If your target device has a console, you can run gdb directly on the device as usual, simply by compiling using the -g option and running the executable under gdb.If your target doesn’t have a console, you can still use gdb by connecting your host to your target through the serial port. You can then use gdb remotely from your host.
printf( ) and printk( )
Eventually, you have to stop developing on your host machine and start developing on the target. On the target, you will usually be pretty limited in the debug tools available to you. You may get lucky and have debug hardware that allows you to single-step your software using gdb or some other debugger, but this won’t always be the case. Eventually, you’ll get to the point where you need to debug code running at full speed in a limited environment. The best way to do that is to pepper the code with printf() or printk() (depending on whether you’re debugging application code or kernel code). Using this debug style is pretty straightforward, but it’s sometimes missed as the easiest way to localize a problem.
syslog( )
Related to printf() and printk(), described in the preceding section, is syslog(). syslog() sends a string to an error-logging process on the current machine or another machine. It’s especially handy when you’re debugging a problem on a target machine on which you don’t have a command shell. You can instruct syslog() to send debug messages to your host machine, where you can readily view them.
LEDs
What do you do if you don’t have a display or serial port or network connection? Hopefully, you have one or more LEDs that you can light up using software. This is a painful way to debug software, and can be quite time-consuming—but it has been done, and if there is no better way…
expect
Most serious software development projects result in two sets of software: the application software that answers the problem at hand, and a test suite that verifies the application software.The test suite is usually in the form of numerous small programs and scripts, each of which checks an individual aspect of the application software, returning a pass/fail result. Many of these little programs and scripts are written so that, as bugs are squashed, they test for the reappearance of the bug. As the project progresses, the developer often runs the test suite to make sure the software is not sliding backward.This is called regression testing.
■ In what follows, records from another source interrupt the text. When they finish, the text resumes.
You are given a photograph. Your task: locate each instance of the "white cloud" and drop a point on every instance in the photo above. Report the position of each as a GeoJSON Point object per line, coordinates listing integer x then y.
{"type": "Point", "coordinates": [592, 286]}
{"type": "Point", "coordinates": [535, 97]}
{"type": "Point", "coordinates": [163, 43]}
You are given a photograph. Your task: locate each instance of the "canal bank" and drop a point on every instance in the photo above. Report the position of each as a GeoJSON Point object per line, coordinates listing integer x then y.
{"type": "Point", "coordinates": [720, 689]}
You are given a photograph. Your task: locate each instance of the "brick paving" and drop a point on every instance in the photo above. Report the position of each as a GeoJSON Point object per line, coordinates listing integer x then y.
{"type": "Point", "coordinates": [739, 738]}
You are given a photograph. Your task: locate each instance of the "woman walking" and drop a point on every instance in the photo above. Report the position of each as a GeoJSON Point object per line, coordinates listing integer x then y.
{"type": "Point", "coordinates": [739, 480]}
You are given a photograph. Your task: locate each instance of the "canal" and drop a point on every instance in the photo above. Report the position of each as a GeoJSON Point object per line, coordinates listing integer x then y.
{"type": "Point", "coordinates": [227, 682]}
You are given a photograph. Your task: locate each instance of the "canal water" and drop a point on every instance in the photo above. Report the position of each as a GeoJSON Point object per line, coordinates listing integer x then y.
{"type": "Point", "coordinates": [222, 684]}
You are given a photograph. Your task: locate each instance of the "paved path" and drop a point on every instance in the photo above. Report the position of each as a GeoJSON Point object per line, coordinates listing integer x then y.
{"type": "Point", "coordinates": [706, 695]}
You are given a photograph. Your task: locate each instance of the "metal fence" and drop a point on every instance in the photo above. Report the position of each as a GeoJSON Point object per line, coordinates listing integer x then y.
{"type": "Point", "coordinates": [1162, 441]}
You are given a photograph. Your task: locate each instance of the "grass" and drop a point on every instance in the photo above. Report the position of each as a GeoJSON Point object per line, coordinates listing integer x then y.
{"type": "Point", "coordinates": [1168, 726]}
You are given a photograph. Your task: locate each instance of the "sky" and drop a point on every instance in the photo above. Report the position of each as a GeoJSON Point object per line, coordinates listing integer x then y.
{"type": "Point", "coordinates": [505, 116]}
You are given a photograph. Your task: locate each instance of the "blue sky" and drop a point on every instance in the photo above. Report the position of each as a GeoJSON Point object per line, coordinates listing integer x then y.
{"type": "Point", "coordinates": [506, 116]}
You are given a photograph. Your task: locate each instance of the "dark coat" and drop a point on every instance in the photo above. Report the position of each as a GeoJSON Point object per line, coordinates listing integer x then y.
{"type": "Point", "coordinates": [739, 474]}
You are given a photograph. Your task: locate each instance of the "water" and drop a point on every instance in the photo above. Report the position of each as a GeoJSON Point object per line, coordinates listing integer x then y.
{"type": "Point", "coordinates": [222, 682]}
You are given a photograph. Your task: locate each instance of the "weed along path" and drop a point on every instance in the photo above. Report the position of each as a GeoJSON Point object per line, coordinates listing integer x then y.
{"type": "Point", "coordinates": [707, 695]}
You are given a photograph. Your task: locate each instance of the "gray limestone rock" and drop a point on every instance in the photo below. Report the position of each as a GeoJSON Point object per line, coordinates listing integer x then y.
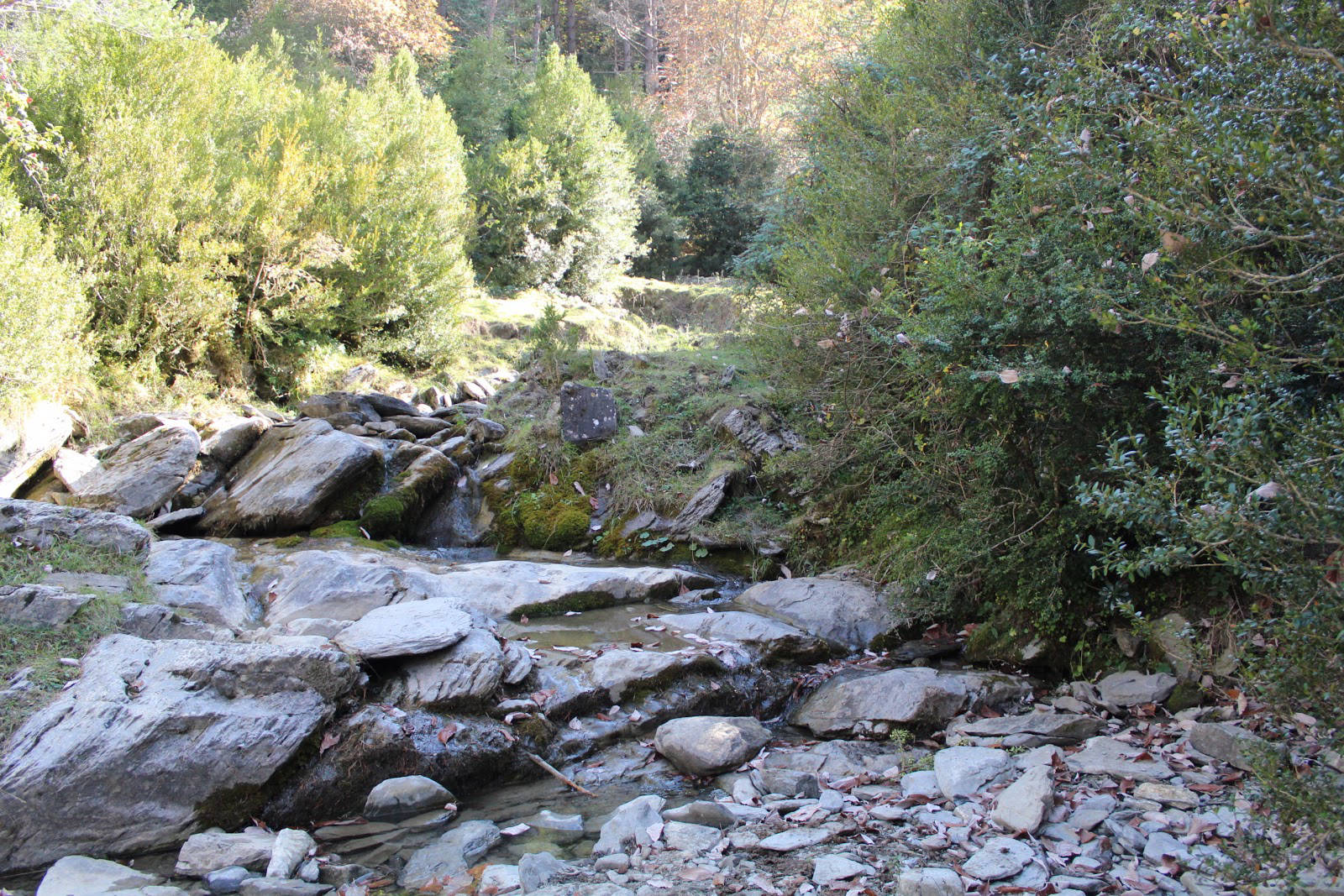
{"type": "Point", "coordinates": [710, 745]}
It quickly becomes cumbersome to run each test individually, so they must somehow be scripted. However, the script normally runs on a machine separate from the target machine in an embedded environment, so how can you get the tests to run and verify the results over a serial or network link?
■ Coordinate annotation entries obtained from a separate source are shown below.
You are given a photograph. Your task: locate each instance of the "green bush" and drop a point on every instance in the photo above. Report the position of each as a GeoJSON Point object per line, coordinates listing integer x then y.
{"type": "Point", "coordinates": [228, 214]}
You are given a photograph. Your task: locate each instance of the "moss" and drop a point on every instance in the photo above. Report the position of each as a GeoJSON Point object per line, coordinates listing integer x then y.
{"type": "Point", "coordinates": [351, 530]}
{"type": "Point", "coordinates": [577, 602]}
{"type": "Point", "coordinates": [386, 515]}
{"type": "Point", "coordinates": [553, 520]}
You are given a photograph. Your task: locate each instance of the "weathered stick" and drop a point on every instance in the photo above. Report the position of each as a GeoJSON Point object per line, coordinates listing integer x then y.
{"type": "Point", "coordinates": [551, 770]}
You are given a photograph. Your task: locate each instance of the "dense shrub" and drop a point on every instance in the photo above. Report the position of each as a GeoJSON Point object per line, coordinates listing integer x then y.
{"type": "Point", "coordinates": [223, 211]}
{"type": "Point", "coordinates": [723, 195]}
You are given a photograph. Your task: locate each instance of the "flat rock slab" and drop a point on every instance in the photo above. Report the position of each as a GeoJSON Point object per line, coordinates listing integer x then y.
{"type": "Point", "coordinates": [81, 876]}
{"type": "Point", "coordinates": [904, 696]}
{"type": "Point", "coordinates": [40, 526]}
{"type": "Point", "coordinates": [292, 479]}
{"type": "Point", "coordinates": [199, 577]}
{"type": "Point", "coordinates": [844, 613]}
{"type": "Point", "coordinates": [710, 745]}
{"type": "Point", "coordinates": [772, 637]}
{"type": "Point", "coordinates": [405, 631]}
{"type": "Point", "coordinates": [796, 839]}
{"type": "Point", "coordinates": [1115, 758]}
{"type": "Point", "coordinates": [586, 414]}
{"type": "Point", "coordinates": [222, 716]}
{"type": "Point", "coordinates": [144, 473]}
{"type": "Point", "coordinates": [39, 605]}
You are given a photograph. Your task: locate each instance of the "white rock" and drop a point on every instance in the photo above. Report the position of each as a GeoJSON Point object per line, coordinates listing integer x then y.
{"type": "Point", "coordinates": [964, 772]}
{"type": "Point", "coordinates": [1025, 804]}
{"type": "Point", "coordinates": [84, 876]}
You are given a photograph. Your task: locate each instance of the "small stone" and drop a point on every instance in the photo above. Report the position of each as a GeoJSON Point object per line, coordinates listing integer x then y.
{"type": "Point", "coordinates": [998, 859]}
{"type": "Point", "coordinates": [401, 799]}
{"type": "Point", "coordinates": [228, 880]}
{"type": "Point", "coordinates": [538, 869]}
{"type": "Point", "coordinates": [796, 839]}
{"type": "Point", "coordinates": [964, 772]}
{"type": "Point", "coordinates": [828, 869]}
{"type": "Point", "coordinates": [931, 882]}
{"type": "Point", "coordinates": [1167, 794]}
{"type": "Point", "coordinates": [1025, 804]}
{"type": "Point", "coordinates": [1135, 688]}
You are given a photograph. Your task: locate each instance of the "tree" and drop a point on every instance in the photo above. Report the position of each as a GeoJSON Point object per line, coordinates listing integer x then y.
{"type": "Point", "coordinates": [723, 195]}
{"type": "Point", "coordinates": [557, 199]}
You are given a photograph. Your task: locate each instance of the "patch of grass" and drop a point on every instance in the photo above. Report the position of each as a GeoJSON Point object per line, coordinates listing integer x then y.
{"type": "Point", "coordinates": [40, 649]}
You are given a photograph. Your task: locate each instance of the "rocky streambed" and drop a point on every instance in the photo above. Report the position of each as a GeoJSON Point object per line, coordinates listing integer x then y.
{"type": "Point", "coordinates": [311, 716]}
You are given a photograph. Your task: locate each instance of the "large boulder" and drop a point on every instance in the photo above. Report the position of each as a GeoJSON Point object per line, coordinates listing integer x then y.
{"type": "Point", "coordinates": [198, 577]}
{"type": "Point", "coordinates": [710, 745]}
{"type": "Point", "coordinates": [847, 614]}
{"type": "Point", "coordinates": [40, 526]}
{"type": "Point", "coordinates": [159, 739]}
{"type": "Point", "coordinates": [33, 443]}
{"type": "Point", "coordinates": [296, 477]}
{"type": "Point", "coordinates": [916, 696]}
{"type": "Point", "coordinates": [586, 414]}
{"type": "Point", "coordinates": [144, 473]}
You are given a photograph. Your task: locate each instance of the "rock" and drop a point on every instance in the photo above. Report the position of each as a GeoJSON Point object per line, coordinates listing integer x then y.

One powerful tool for scripting these tests and verifying their results is expect. From the man page:
expect is a program that “talks” to other interactive programs according to a script. Following the script, expect knows what can be expected from a program and what the correct response should be. An interpreted language provides branching and high-level control structures to direct the dialogue. In addition, the user can take control and interact directly when desired, afterward returning control to the script.
Using expect, you can build a script that connects to the embedded box, runs each diagnostic test and verifies each result. If a problem occurs, you can leave the connection open and run the test or check the status yourself.